Violenza, insicurezza e fame: l’inferno del Darfur Meridionale

Un rapporto di Medici senza Frontiere, illustra come l'impatto della violenza diffusa, di un sistema sanitario in rovina e di una risposta internazionale inadeguata abbiano reso la vita pressoché impossibile

Violenza, insicurezza e fame interessano sempre più persone nella regione sudanese del Darfur meridionale. Il rapporto ‘Voices from South Darfur’ pubblicato il 4 giugno da Medici senza Frontiere, illustra come l’impatto della violenza diffusa, di un sistema sanitario in rovina e di una risposta internazionale inadeguata abbiano reso la vita pressoché impossibile.

“Le voci e le storie delle persone riflettono la sofferenza, gli abusi e la crudeltà avvertiti nelle comunità del Darfur meridionale, ma anche la resistenza e la compassione delle persone – afferma Ozan Agbas, responsabile delle emergenze di MSF per il Sudan – Con la protezione dei civili al collasso e gli aiuti umanitari ancora inadeguati, la popolazione del Darfur meridionale chiede di essere ascoltata, chiede attenzione e chiede azioni concrete”.

Il Darfur Meridionale ha vissuto un’intensa guerriglia urbana nel 2023, che ha distrutto ospedali e infrastrutture. Secondo quanto sottolinea il rapporto la presenza umanitaria si è disintegrata con l’intensificarsi dei combattimenti e, sebbene i combattimenti terrestri siano al momento cessati, l’insicurezza rimane. La popolazione è tuttora soggetta a violenze nelle strade e nei terreni agricoli, nei mercati e sono frequenti le segnalazioni di detenzioni arbitrarie, furti e saccheggi. Il tutto mentre gli attacchi aerei e i droni continuano a colpire il Darfur Meridionale e altre parti del Paese.

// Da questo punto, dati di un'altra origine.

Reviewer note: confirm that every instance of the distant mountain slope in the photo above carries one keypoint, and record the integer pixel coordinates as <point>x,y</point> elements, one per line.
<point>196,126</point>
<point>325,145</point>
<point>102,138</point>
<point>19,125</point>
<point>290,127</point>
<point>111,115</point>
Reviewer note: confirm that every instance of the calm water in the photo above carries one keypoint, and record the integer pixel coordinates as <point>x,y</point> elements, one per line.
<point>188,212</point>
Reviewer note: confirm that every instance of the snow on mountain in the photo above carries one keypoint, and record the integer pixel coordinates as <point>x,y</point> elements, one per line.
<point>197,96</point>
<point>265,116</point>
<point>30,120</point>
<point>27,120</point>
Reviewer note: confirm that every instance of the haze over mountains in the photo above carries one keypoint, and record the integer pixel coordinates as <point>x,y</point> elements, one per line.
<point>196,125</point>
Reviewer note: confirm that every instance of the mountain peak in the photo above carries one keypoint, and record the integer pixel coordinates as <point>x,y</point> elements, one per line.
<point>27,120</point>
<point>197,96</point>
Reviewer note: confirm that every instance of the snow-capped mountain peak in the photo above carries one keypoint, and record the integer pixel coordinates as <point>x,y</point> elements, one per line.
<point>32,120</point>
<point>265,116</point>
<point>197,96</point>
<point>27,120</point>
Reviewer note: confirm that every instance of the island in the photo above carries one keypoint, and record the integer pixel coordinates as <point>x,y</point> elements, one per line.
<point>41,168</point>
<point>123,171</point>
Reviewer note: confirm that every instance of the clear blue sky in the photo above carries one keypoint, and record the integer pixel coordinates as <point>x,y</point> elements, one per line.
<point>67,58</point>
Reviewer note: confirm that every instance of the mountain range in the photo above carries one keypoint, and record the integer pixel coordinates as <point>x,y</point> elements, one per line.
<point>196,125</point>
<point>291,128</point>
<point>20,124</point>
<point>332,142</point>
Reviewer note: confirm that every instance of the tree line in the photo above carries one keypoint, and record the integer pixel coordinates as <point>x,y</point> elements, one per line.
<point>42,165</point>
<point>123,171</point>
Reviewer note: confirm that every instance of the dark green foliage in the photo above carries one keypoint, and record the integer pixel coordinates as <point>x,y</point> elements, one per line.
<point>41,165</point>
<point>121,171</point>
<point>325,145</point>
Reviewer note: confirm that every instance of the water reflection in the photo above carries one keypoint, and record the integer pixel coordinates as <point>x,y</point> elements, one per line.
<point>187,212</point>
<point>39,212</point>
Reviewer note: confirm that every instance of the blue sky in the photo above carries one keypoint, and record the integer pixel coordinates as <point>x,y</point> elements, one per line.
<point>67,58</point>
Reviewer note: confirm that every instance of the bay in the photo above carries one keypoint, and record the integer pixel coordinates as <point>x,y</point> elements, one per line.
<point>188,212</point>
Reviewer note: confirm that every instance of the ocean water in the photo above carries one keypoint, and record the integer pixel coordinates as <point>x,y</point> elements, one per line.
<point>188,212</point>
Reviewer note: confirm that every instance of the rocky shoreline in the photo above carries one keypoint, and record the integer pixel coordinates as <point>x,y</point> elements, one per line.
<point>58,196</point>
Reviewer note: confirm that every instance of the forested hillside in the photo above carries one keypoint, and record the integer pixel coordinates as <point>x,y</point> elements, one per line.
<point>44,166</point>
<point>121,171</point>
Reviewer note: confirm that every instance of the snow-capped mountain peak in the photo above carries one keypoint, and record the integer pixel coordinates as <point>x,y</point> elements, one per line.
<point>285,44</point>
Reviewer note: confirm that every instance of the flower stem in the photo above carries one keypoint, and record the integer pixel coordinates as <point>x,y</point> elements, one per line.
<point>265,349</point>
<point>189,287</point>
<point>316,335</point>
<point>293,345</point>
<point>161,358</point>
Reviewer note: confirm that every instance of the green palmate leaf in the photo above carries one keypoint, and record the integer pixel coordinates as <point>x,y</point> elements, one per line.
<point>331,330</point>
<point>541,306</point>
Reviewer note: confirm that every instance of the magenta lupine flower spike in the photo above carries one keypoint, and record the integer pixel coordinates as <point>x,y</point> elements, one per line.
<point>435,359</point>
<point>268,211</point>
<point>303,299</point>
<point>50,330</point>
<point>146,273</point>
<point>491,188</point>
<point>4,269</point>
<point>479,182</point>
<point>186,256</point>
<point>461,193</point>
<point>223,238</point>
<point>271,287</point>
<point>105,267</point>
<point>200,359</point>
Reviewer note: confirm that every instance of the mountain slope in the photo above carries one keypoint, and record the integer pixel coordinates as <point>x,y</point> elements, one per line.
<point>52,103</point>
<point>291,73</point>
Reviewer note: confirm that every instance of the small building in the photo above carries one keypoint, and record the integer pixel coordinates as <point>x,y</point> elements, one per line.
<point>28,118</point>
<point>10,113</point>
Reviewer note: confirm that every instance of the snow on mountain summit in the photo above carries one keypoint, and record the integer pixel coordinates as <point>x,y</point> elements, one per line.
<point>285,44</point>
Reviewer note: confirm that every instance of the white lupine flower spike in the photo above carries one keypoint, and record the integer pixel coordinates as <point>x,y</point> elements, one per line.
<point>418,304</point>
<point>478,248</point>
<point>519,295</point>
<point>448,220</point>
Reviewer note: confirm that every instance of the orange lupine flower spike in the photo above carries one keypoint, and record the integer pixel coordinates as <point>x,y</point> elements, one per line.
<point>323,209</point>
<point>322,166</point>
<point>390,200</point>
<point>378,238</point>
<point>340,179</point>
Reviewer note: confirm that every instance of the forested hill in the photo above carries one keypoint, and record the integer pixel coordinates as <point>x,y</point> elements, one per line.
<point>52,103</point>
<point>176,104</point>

Una piaga diffusa è la violenza sessuale. Da gennaio 2024 a marzo 2025 solo la ong Msf ha fornito assistenza a 659 sopravvissuti, di cui il 56% dichiara di essere aggredito da non civili.

La violenza generalizzata ha poi distrutto il sistema sanitario e non è più possibile ricevere cure adeguate: le strutture sono state distrutte, danneggiate o abbandonate, gli operatori sanitari sono fuggiti o non ricevono più lo stipendio, le forniture sono assenti o interrotte e le persone hanno difficoltà a permettersi i trasporti per raggiungere ciò che resta del sistema sanitario.

L’insicurezza, poi, è strettamente legata alla fame, poiché la minaccia della violenza ha impedito l’accesso ai terreni agricoli e al reddito. Tra gennaio 2024 e marzo 2025, la ong ha supportato programmi nel Darfur meridionale, curando oltre 10mila bambini e bambine di età inferiore ai cinque anni affetti da malnutrizione acuta e fornendo assistenza nutrizionale a migliaia di donne e ragazze malnutrite, incinte e in allattamento.

E non si attendono miglioramenti. La ong prevede infatti che la crisi della malnutrizione peggiorerà ulteriormente con l’imminente arrivo della stagione delle piogge e della stagione magra. A fronte dell’impennata dei costi alimentari, le famiglie sono costrette a sopravvivere con un solo pasto al giorno, a volte nemmeno quello.

Sul fronte degli aiuti emergono poi molte criticità. “Dall’inizio della guerra – scrive Msf – la risposta delle organizzazioni internazionali e delle agenzie delle Nazioni Unite è stata scarsa, incoerente e lenta ad arrivare nel Darfur meridionale”.

Le ong stanno gradualmente aumentando la loro presenza e le loro attività, ma le agenzie delle Nazioni Unite non sono ancora presenti sul campo per guidare e coordinare la risposta, a più di due anni dall’inizio del conflitto. “Le comunità – rileva Msf – lavorano in solidarietà per superare gli effetti della violenza. I vicini si sostengono a vicenda, condividendo il cibo. Gruppi di giovani sgomberano macerie e ordigni inesplosi e acquistano medicinali per gli sfollati che vivono nel loro quartiere. Gli insegnanti lavorano gratuitamente negli edifici saccheggiati”.